2. Some countries require both visas and/or travel insurance prior to visitors entering their country. Some countries have even more stringent requirements, for example Russia. So, should you need to make a 2nd set of international travel plans or be in the process of these applications to another country, you may be one passport short.
3. Passports are typically stamped upon entering a country. Sometimes the sheer volume of stamps and visas in a passport invite additional problems and scrutiny in entering a country. Travel particularly in the Middle East with certain passport stamps can augur other difficulties. For example, a stamp from Israel may make it difficult to enter certain countries, at the time of this writing, for example the UAE, Algeria and others.

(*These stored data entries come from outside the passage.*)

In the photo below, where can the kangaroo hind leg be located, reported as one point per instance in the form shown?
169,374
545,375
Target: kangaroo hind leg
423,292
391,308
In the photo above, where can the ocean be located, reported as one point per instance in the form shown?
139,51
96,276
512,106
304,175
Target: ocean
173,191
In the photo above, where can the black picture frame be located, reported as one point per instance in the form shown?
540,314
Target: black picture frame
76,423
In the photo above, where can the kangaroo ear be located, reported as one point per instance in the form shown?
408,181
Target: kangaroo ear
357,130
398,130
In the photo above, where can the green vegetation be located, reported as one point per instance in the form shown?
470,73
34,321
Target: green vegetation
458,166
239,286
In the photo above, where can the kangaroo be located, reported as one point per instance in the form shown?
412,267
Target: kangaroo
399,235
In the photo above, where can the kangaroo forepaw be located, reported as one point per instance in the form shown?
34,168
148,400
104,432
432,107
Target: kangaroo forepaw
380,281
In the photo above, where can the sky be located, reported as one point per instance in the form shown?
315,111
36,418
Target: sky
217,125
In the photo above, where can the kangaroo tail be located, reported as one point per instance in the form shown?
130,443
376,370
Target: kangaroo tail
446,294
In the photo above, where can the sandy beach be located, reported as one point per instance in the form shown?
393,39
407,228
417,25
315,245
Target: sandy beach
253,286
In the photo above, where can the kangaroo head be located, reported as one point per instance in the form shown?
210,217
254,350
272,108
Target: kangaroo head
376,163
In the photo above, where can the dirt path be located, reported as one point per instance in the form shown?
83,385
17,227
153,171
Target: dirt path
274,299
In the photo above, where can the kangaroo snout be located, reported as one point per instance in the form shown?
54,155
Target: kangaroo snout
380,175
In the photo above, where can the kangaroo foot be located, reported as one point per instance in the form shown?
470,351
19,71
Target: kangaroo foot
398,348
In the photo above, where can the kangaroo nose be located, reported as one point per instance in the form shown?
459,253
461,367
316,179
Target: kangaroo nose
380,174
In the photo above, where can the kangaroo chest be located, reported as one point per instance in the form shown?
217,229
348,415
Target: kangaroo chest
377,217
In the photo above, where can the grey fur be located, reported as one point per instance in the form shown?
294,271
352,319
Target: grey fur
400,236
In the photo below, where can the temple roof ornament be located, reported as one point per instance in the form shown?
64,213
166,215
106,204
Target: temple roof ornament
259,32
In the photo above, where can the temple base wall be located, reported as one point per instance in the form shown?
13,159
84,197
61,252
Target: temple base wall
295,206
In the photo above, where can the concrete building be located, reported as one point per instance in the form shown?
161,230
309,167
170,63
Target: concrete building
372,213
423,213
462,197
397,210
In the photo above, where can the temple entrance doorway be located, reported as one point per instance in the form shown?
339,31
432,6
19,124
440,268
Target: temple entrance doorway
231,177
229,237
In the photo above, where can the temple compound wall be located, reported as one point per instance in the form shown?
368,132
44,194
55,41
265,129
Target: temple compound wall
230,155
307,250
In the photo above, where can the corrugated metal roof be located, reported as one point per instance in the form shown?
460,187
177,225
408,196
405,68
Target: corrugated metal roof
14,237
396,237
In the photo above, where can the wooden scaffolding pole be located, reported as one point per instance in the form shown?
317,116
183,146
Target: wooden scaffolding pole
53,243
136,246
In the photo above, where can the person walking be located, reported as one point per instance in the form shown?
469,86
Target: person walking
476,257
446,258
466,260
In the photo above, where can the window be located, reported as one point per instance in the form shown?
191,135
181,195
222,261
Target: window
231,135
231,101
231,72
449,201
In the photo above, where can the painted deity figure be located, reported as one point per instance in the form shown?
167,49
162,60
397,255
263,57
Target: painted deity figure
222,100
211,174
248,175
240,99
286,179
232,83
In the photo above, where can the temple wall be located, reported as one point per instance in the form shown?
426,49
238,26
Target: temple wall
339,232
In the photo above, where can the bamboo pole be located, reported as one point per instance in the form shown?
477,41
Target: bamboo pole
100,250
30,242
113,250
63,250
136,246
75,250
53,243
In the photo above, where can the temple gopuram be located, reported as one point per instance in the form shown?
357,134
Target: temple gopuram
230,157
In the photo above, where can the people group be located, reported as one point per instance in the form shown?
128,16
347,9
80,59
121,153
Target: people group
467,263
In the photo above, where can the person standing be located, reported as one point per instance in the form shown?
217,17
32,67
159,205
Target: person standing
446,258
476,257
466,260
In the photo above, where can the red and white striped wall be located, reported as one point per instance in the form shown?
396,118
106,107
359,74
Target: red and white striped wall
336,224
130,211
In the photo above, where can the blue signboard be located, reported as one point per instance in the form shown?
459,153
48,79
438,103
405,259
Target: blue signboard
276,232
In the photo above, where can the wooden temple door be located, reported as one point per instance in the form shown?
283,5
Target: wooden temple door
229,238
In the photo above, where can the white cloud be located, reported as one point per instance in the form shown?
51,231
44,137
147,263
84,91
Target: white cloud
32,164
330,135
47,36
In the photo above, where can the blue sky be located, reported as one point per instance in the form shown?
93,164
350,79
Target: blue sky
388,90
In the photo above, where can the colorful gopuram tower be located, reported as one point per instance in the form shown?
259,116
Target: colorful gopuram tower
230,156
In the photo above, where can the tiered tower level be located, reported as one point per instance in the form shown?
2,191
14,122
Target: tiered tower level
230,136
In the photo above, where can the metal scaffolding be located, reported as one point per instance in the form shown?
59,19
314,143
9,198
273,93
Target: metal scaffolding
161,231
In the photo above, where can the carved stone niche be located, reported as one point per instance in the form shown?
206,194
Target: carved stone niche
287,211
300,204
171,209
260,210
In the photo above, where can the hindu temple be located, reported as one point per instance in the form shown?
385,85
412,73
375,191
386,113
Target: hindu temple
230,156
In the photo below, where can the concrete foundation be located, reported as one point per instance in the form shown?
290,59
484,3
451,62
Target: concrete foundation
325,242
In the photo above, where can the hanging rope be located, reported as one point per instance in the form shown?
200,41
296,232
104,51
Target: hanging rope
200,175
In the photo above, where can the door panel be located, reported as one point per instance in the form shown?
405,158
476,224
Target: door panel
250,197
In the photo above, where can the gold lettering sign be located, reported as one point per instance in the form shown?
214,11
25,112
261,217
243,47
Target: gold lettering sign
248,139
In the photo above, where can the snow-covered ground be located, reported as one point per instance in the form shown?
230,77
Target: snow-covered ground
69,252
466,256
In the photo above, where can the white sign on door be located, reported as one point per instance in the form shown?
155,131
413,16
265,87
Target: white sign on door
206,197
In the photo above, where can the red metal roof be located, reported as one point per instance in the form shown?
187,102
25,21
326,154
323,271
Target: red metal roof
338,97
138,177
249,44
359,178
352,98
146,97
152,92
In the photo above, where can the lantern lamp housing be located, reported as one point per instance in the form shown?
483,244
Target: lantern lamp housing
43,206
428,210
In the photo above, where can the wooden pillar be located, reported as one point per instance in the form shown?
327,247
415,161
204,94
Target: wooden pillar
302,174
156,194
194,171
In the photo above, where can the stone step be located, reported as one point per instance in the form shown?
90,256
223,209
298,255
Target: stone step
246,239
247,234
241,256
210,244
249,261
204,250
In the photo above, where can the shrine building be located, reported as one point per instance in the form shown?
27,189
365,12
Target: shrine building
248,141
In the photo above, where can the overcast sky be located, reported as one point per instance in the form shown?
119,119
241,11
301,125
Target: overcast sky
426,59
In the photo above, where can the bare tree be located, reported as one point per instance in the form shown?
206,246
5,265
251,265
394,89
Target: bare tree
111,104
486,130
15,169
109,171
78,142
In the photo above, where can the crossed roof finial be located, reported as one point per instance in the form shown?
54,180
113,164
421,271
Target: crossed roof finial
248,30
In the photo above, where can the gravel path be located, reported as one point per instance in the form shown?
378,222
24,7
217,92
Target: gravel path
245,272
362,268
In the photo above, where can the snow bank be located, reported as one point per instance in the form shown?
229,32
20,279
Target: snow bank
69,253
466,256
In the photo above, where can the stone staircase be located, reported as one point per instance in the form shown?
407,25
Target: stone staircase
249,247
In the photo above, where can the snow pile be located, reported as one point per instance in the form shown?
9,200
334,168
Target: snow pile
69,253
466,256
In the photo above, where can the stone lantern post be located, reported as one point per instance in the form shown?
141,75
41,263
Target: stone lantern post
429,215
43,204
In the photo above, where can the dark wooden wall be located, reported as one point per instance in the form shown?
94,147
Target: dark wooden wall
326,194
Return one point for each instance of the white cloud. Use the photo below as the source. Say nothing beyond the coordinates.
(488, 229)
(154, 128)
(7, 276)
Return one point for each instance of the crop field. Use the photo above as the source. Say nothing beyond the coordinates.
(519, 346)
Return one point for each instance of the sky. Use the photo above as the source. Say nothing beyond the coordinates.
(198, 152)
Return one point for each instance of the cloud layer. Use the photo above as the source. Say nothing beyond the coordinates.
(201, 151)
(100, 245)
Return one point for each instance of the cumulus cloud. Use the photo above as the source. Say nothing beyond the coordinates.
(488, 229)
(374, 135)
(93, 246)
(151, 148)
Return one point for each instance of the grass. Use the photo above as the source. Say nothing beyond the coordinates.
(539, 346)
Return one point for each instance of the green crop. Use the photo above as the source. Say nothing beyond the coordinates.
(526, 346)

If under your circumstances a duplicate passport may not be appropriate, consider two alternatives, neither of which is a substitute for passport, but which may suffice depending on your travel plans. They are a Trusted Traveler Card or a passport card. Each typically involves lower fees than a passport and for the experienced traveler has a number of uses.
In addition, please always remember to check the US State Department warnings before foreign travel.
Though it may not be recognized, I always recommend traveling with a properly prepared power of attorney, a medical power of attorney, and a declaration relating to your wishes with respect to medical treatment and end of life treatment. To quote an old commercial, “don’t leave home without them.”